Every semester, students are purchasing course packs full of material they have already paid for.
Arts Senator Lynne Champoux-Williams recently released a report showing how simple it is for professors to connect their students with needed course pack materials through WebCT.
WebCT, the online learning management system, allows students to access their readings through the library’s online database, and since the libraries have already paid for the copyrights for the material in the database and there are no printing fees, it drastically reduces the amount of course pack materials the students have to buy, according to Champoux-Williams.
“It decreases the cost for the student because we don’t pay twice,” Champoux-Williams said. “And it saves paper.”
A study five years ago found that 30 to 40 per cent of course pack material can be accessed through the libraries’ databases – but that number has likely increased since the introduction of e-books and other materials.
Further, approximately 90 per cent of journal articles found in course packs can now be accessed through the library database, according to Diane Koen, Associate Director of Planning and Resources.
The WebCT service has been the result of librarians’ efforts to make McGill’s extensive databases more accessible to students.
The introduction two years ago of WebCT Vista allowed the library to create a “deep linking” program, allowing direct access between WebCT and the database.
The library has 67,000 electronic journal subscriptions, hundreds of databases, and over a million e-books, licensed for use by faculty, students, and staff. The library spends more than half its annual budget on the online collection: $9-million a year on electronic journals, and $4-million on monographs.
“We’ve got this amazing resource, we have a very rich collection. The challenge is letting students know that we’ve got it, and making it really accessible,” Koen said.
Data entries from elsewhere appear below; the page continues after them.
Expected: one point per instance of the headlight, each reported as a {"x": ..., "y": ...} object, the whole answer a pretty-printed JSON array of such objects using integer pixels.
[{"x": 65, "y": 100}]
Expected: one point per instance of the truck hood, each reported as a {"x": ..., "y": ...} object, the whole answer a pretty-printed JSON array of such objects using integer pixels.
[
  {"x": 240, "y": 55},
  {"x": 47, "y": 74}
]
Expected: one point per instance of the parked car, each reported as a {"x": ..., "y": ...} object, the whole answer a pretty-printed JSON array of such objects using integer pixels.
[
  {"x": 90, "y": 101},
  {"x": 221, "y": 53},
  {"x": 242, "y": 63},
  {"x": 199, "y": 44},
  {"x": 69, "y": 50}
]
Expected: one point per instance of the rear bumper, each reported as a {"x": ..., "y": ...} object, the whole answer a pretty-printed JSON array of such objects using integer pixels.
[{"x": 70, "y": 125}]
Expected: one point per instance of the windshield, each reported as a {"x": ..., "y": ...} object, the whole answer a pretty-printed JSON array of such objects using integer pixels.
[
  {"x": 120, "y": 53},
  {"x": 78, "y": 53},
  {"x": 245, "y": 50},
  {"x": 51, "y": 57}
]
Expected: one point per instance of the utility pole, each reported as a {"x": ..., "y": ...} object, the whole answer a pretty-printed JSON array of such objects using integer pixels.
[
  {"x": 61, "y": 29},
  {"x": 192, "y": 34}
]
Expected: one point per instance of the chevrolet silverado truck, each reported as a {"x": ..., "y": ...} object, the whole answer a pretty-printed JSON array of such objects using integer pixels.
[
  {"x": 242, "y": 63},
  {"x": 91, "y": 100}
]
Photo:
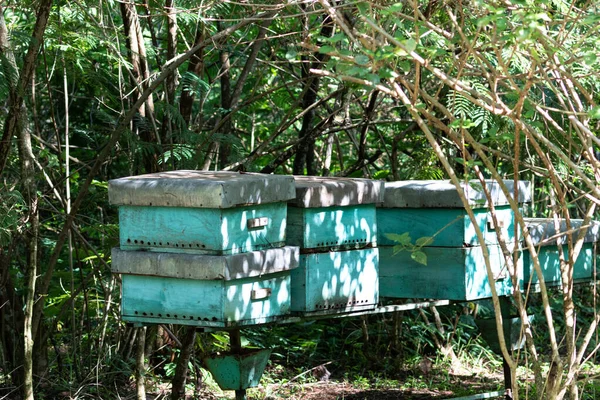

She and Champoux-Williams stressed that students needed to pressure their professors to use the service more.
To create course packs, a professor must send a bundle of photocopied materials to Eastman Custom Publishing, a publishing house unaffiliated with McGill. Eastman purchases the copyrights to the materials – a large part of the course pack’s cost – and then ships a completed course pack to the professor.
To access the online service, professors simply send their course bibliographies to their designated liaison librarians; these librarians then create the link on WebCT to materials found in the database.
Librarians said that their current staff could handle a surge in online demands from professors. Out of 60 total librarians, 40 are designated “liaison librarians,” who act as a conduit between professors and the library.
“We have the librarians, we have the support staff, we have plenty of people that can do it. It’s just getting the [bibliography] list,” Koen said.
Some professors are already using the service. Political Science Professor Narendra Subramanian currently links some journal articles from his WebCT page.
“I try to save the students some money,” Subramanian said.
However, some students may not embrace reading course material online. Clare Cheng Hussain, U0 Arts, said she prints off almost all her online readings.
“I would rather pay for a course pack because it’s already printed and bound,” Cheng Hussain said. “I print them out because I don’t really like reading things on the computer. It’s harder to keep your place.”
Still, Adrian Angus, SSMU VP University Affairs, said the potential for online course packs had long been overlooked.
“McGill is this big old machine…held together by bailing wire and bubblegum. If you kick it in the right place you can get to do things. Lynne has done that, she has been a catalyst,” Angus said.
Champoux-Williams, Angus, Koen, and Associate Director of Client Services, Humanities, Law, Management and Social Sciences Carole Urbain all insisted that this system would not change tomorrow.
“Over time, the amount of print will drop,” Koen said.
But according to Koen and Urbain, many are unaware of the service.
“Our challenge as librarians is to make sure all the faculties know about this,” Koen said.